Конвейер (Коваленко) - страница 77

Плюнула вроде бы на него моя бабушка, ответила, что у них уж в третьем колене сыновей нет, слава богу, одни девки, и к немцам идти отказалась. Тогда начальник сказал: «Ну, если отказываешься, то пойдет Марея».

— Ну, я и пошла. Куда Марее соваться, схватят и повесят. А мне помирать, они так порешили, уже и пора. Обсказали они мне перед дорогой, кто такой Николай Самсонов: из наших полицай, с месяц, как его партизаны пристукнули, а я, значит, иду на свиданку с этим духом. А как они меня там схватят, начнут расспрашивать, я нигде не живу, по дорогам хожу, сына шукаю. Потом ко-мне один подойдет из этой комендатуры и крикнет: «Бабка Вера!» А я ему в ответ слово шепну. Тогда меня выпустят. — Бабушка вздохнула и закончила: — Так все и было.

— Какое слово, баба? Что ты ему шепнула? — Бабушка не сочиняла, я по Дарьиному лицу видела, что так все и было.

— Эге, — качала головой бабка, — то слово нельзя никому говорить. Тайное слово.

— Отцепись от нее. Забыла она, какое слово, — Дарья уже была на ее стороне, — сколько детей она выходила, сколько портков за войну перестирала. Язык у нее помелом, сам себе враг.

— А Федьку не углядела, — бабушка кончиками платка промокала слезы на щеках, — такой был мальчик ангельский, такой цветик восковой.

Мать иногда краем уха слушала наши разговоры, покрикивала на бабушку:

— Ты, мама, про партизан такого не говори. Кто услышит, так неизвестно что подумает. Мне сам Гневин говорил, что партизанкой ты считаешься, в списках есть.

Бабушка ее слов не понимала. Когда ей из деревни переслали удостоверение и партизанскую медаль, она документ отдала матери, а медаль завязала в узелок, в котором у нее хранились мелкие деньги, пуговицы и два никелированных ключика от швейной машины, отданные ей кем-то в лесу на сохранение.

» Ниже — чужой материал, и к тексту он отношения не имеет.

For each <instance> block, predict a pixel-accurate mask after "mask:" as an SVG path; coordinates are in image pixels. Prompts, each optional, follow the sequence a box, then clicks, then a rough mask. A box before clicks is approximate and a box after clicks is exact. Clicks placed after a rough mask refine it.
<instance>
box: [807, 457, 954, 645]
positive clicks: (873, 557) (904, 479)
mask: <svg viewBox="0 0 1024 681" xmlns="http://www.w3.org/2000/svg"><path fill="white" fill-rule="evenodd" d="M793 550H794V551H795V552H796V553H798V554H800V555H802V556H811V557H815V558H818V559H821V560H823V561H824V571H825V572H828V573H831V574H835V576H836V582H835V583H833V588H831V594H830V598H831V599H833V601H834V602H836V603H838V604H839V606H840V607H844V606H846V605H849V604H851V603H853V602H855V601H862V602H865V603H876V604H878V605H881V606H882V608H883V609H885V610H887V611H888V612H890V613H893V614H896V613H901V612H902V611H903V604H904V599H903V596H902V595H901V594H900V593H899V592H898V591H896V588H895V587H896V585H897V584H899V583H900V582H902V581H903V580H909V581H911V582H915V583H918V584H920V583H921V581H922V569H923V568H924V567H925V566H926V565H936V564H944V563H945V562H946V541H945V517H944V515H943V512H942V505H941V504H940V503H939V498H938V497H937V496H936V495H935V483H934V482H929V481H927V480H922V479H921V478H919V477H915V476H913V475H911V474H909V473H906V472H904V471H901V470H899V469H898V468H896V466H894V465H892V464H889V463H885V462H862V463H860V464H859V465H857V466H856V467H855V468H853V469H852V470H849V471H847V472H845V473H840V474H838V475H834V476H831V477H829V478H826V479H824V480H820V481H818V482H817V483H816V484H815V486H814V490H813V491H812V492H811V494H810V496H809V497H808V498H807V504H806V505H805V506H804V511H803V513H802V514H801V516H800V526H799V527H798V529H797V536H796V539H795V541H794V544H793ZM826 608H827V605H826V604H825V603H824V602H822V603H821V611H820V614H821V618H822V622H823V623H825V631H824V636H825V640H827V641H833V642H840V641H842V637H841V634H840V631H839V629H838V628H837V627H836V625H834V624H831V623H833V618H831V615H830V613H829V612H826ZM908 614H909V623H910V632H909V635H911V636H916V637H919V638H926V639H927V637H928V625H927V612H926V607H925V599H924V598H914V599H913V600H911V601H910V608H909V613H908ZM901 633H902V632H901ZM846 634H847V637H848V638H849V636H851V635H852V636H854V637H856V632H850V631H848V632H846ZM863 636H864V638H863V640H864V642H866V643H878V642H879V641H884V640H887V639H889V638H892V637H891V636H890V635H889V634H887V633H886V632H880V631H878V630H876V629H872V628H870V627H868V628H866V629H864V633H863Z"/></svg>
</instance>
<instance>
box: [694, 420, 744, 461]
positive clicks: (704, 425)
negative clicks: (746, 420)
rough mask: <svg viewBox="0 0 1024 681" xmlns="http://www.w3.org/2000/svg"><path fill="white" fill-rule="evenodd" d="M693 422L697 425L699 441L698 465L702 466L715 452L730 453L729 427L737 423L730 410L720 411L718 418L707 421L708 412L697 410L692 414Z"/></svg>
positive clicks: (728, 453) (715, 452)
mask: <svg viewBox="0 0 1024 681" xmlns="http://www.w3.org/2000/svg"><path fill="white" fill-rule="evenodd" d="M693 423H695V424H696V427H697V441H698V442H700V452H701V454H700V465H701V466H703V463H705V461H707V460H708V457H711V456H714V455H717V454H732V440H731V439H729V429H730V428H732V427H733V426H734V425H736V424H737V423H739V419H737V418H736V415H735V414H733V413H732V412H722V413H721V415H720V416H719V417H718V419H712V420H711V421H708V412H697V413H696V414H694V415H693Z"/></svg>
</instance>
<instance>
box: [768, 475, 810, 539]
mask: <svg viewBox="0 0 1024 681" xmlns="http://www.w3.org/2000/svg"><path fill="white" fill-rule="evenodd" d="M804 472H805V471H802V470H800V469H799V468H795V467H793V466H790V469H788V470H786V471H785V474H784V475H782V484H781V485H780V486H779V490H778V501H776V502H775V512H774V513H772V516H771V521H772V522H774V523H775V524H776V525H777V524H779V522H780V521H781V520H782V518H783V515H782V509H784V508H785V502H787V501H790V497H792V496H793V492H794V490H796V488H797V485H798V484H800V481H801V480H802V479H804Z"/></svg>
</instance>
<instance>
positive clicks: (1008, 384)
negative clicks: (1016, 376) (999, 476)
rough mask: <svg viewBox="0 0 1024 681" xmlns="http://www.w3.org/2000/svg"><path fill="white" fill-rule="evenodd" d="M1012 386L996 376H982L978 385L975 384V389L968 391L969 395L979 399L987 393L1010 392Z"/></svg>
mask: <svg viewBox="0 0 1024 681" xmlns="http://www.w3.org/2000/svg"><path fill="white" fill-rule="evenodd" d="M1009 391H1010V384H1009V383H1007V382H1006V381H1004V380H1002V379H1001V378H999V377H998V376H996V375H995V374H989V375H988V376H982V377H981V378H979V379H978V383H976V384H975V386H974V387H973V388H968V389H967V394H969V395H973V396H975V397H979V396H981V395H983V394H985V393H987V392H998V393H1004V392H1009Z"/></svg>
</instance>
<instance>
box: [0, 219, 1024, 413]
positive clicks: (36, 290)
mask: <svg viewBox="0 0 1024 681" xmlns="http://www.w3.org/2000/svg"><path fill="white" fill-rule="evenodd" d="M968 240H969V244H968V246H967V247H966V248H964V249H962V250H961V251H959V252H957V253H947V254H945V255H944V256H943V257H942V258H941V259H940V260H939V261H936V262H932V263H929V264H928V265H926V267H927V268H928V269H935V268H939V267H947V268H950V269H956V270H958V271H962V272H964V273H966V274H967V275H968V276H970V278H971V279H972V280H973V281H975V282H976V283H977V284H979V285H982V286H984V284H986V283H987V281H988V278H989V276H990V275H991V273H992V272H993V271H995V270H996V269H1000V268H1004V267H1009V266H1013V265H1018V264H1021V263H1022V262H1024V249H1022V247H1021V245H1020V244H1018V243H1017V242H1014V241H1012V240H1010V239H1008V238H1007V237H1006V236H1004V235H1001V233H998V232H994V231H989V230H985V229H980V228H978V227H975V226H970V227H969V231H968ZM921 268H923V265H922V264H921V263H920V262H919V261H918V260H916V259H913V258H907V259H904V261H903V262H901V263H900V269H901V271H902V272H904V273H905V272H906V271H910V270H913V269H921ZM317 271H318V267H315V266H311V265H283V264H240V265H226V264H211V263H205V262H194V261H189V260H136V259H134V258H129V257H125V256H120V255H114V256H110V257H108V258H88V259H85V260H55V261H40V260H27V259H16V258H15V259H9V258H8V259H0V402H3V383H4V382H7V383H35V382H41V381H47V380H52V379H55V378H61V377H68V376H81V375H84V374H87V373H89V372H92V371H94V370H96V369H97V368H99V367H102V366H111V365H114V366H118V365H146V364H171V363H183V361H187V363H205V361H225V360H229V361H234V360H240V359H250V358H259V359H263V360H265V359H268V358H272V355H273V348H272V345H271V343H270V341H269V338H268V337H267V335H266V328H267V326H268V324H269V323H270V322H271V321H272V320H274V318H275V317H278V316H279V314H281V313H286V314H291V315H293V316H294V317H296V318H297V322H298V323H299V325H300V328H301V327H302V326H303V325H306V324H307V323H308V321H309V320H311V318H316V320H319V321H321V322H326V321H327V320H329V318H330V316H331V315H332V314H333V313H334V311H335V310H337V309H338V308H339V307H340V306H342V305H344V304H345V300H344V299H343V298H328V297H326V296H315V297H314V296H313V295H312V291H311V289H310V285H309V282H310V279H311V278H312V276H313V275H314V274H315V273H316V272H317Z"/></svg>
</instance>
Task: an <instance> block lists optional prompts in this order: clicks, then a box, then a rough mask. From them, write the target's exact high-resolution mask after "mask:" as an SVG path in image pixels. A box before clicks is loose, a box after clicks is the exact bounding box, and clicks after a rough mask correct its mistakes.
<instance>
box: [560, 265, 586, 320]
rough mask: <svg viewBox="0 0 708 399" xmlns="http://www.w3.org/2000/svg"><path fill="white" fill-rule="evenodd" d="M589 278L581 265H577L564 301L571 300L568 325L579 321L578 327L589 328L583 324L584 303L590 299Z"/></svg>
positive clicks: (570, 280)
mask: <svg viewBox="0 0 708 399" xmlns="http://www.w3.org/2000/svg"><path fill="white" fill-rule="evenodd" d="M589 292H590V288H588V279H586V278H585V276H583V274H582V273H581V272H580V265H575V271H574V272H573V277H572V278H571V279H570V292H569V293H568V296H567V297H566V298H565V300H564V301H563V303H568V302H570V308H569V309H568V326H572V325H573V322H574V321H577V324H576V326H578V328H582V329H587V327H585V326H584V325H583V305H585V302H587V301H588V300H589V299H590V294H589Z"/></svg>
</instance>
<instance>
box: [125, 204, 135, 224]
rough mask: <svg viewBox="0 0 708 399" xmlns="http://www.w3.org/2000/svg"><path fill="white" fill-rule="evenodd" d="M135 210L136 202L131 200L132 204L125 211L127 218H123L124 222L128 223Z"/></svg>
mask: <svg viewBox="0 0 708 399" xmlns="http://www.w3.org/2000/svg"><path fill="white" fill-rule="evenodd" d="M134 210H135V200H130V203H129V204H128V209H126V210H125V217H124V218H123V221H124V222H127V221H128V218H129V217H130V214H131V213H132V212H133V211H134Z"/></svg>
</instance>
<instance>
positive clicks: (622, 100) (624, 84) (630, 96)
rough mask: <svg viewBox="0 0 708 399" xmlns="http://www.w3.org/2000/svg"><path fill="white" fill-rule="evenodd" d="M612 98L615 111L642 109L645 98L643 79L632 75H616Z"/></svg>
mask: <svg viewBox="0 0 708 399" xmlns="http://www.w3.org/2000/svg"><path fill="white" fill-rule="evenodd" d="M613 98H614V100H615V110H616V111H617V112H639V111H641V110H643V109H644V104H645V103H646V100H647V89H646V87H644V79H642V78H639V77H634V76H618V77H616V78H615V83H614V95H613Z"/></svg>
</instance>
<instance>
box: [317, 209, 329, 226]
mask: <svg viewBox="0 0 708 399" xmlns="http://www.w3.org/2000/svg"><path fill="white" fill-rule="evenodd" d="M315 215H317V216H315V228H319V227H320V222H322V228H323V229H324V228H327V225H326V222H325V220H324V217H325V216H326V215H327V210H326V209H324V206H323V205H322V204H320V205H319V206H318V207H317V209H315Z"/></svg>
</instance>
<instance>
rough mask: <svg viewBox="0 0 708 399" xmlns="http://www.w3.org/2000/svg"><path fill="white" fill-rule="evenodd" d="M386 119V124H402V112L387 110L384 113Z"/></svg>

Мать зажглась идеей выдать Дарью замуж.

— Нельзя молодой женщине одной жить, — говорила мне, — не дай бог, родит еще одного ребенка без мужа и пропадет совсем.

Она нашла ей мужа недалеко, в парке, тихого благообразного мужчину лет сорока, из сторожей. Поговорила с ним, получила согласие и пригласила в гости для окончательного разговора. Меня предупредила:

— Вечером придет муж, так ты помалкивай. Сиди и язык за зубами придерживай.

Я поправила ее:

— Какой муж? Жених он.

Мать усмехнулась. Была у нее такая усмешка: «Да что с тобой говорить?» Но все-таки объяснила:

— У Дарьи ребенок, какая она невеста. Ей не жених, сразу муж нужен, ребенку отец. Он ночью работает, значит, днем за мальчиком присмотрит.

Муж пришел свататься по-серьезному, со своей матерью, бойкой сухой старухой. В черном платочке, с красным торчащим носом, она походила на кладбищенскую богомолку. Оглядела нашу тесную комнатку, пошмыгала носом и пошла хаять своего сына. Перво-наперво сообщила, что он не Пантелей. Пантелей и ростом был, и в плечах был, и голос имел. Кто такой Пантелей — отец ли его, брат ли, — не пояснила. Потом сказала про сына: «Деньги у меня крадет. Я насобираю, а он вытянет и в парке на пиве пропьет». Дарьин муж слушал все это безропотно, стоя посреди комнаты, глядя на мою мать мутными, тяжеленькими, как подшипники, глазками. Табуретка у нас была единственная, на ней сидела старуха. Мы с матерью — на кровати. Мать завернула угол постели вместе с матрацем, и он сел на доски. Впервые я увидела, что мать растерянна, не знает, что делать. Старуха достала из широкой юбки бутылку вина, сама открыла шкафчик, вытащила стаканы. Мать поглядела на меня, в глазах был ужас. В любую секунду могла прийти Дарья. Придет, узнает, в чем дело, и повыкидывает гостей. Смех распирал меня. Хуже не придумаешь — рассмеяться в такой момент, когда мать страдает. Опередила старуха: наставила на меня свой нос, выпучила глаза и закудахтала в смехе, как квочка. И мать вдруг засмеялась. Мы трое тряслись в смехе, а Дарьин муж сидел грустный, положив ладони на колени, терпеливо дожидаясь, когда с нас сойдет дурь. Мать успокоилась первая. Поднялась, повернулась ко мне и глазами показала на дверь. Я вышла. Теперь они были в безопасности, если Дарья придет, я перехвачу ее во дворе.